The Federal Communications commission has opened up a wide swath of wireless spectrum for unlicensed use by Wi-Fi devices, which will lead to Wi-Fi access points that have greatly expanded capacity.

It’s a huge victory for the Wi-Fi industry, as the ruling means that the amount of spectrum available for Wi-Fi just about quintupled in an instant. That means big, spacious channels – and a lot more channels overall – that can handle a lot more data and a lot more connections at the same time, according to Aruba vice president of wireless strategy and standards Chuck Lukaszewski.

“Overnight, you’re going to see an additional gigabit per second or more of potential throughput,” he said.

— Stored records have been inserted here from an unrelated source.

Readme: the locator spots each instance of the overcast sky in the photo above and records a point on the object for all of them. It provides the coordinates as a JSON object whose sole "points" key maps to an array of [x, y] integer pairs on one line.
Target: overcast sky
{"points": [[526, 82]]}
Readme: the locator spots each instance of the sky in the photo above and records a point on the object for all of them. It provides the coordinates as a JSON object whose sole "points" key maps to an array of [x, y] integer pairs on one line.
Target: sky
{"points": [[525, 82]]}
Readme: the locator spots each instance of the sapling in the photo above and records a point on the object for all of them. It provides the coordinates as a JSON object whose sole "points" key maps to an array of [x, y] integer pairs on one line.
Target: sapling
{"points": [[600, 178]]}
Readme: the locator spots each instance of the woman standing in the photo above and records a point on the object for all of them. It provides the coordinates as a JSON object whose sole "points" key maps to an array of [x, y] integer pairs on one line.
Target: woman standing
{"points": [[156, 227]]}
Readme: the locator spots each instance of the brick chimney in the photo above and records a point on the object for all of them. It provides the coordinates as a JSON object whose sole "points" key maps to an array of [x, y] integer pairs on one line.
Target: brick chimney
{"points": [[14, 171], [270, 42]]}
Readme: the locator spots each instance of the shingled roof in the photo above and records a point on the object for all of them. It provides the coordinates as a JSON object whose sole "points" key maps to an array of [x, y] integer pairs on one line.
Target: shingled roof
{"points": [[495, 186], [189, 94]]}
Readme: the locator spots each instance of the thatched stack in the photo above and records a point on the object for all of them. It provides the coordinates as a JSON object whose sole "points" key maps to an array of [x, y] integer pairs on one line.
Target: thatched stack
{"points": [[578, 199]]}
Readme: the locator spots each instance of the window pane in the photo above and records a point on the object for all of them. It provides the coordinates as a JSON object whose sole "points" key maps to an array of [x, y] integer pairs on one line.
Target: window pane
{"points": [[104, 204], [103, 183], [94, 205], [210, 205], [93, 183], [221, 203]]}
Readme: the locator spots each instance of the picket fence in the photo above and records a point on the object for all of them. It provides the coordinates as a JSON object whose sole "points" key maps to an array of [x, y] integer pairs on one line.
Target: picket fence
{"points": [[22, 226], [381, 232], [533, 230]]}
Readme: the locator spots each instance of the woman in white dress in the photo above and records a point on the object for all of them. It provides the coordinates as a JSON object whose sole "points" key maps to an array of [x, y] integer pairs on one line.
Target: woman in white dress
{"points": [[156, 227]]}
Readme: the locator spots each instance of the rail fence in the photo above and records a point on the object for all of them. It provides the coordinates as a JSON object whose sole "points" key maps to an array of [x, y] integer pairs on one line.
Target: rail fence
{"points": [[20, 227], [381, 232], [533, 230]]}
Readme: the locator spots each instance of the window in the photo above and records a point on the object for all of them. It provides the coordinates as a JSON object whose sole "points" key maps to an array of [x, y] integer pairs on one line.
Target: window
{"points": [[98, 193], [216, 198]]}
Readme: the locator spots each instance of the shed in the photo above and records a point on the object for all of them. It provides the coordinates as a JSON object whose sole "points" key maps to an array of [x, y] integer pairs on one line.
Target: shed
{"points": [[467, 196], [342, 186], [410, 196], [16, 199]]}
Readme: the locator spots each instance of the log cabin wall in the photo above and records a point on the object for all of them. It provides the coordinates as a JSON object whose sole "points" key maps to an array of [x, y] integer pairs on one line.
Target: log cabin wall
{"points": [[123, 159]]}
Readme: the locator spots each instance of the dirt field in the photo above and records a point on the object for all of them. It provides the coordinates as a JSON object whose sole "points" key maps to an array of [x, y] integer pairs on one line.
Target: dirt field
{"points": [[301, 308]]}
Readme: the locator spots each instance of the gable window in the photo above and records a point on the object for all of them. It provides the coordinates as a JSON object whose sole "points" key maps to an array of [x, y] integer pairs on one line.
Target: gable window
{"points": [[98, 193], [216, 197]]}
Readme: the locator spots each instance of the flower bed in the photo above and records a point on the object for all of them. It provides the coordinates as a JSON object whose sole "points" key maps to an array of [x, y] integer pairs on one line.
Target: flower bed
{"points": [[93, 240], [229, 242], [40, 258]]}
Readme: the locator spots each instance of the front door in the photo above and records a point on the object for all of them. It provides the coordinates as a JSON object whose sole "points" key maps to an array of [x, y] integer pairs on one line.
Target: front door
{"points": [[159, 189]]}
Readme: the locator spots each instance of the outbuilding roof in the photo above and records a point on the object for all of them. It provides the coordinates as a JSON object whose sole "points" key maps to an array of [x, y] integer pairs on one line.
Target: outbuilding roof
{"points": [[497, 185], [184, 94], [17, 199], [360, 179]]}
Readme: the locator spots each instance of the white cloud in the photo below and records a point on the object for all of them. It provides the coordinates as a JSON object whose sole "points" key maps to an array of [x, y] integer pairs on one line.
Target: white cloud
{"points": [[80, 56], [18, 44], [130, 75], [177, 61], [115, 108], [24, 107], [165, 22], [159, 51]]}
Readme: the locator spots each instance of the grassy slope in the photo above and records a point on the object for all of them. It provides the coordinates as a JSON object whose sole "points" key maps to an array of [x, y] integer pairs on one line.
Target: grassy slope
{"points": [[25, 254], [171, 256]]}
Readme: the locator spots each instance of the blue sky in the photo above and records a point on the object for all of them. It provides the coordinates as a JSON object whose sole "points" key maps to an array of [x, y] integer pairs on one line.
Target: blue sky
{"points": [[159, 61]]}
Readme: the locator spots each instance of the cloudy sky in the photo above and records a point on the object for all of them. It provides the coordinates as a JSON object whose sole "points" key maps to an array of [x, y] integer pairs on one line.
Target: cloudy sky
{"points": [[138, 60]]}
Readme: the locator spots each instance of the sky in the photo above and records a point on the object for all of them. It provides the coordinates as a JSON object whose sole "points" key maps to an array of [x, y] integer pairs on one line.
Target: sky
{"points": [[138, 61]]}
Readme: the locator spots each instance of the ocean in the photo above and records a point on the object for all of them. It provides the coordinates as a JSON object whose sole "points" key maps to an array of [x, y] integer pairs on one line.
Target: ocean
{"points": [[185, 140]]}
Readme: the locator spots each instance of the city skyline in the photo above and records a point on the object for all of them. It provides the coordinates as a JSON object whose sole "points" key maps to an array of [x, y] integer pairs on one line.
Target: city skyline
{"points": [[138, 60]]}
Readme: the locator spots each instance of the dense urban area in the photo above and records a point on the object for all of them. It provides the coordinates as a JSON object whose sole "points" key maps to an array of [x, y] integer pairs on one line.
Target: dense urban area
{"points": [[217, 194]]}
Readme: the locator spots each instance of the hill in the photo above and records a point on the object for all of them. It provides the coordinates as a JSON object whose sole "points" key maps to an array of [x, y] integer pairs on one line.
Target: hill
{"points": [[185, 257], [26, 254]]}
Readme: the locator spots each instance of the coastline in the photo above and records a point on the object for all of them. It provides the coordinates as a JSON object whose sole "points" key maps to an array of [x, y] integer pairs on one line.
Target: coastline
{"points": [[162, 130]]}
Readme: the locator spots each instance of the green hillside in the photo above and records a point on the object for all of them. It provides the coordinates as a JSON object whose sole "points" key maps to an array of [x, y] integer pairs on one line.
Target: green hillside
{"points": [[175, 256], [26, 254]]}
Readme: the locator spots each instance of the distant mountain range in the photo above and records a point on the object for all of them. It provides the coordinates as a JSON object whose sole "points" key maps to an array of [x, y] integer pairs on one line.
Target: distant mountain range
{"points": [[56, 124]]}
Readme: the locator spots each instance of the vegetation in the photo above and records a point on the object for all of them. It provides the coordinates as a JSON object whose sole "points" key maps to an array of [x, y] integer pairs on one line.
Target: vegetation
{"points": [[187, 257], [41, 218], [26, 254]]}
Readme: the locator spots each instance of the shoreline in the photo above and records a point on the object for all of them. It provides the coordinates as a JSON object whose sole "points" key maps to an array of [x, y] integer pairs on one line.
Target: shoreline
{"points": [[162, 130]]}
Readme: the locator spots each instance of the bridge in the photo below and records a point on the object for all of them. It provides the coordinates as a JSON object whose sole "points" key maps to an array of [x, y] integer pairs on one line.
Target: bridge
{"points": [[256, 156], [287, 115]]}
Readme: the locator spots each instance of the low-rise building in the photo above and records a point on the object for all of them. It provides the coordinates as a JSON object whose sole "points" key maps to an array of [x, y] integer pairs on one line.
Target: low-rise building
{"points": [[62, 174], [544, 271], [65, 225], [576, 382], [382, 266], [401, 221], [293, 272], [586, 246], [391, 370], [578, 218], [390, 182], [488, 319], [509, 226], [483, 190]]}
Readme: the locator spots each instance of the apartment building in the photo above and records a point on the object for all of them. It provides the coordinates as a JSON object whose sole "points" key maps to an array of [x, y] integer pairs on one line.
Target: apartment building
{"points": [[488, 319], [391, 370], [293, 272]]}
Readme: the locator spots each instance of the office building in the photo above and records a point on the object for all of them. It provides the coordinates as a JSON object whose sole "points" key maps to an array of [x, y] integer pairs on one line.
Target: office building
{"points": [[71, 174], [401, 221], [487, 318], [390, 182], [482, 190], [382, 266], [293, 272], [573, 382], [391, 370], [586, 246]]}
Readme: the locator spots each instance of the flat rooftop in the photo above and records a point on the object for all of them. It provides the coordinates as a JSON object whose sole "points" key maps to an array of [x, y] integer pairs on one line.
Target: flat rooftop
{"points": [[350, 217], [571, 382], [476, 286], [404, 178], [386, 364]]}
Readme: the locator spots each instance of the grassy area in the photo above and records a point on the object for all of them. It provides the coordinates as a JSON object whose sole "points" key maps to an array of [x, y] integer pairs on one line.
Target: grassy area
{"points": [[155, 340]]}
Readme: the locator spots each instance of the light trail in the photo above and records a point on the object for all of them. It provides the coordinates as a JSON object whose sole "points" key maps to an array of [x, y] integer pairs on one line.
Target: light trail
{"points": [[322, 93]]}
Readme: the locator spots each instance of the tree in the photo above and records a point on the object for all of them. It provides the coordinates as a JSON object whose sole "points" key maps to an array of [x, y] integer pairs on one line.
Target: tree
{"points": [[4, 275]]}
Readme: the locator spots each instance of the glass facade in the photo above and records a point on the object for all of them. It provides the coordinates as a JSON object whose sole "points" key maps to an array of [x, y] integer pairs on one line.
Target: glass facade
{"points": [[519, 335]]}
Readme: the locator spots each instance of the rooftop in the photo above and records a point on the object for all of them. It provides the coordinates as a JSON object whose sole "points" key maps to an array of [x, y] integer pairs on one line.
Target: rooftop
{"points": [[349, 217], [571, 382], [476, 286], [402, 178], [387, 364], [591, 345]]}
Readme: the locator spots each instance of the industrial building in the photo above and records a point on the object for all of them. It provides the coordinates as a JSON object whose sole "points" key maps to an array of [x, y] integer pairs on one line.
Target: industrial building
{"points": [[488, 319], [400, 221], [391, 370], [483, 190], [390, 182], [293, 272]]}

That’s a major upside, certainly, even if “overnight” might be a slightly optimistic view of when Wi-Fi 6E – the trade name for the new version of Wi-Fi that will take advantage of the new spectrum – hits the market. While some of the necessary standards haven’t yet been finalized by the IEEE, the basic ability to use 6GHz frequencies is already written into the existing Wi-Fi 6 specification.

Broadcom director of product marketing and government affairs Chris Szymanski said that the main technical hurdle to implementing Wi-Fi 6E will be new radios, but that his company is among those that has already been designing and building compatible silicon.

“I expect that the FCC will provide guidance on how to certify devices in the next few months,” he said. “I expect product available in the US in the late fall before the holidays.”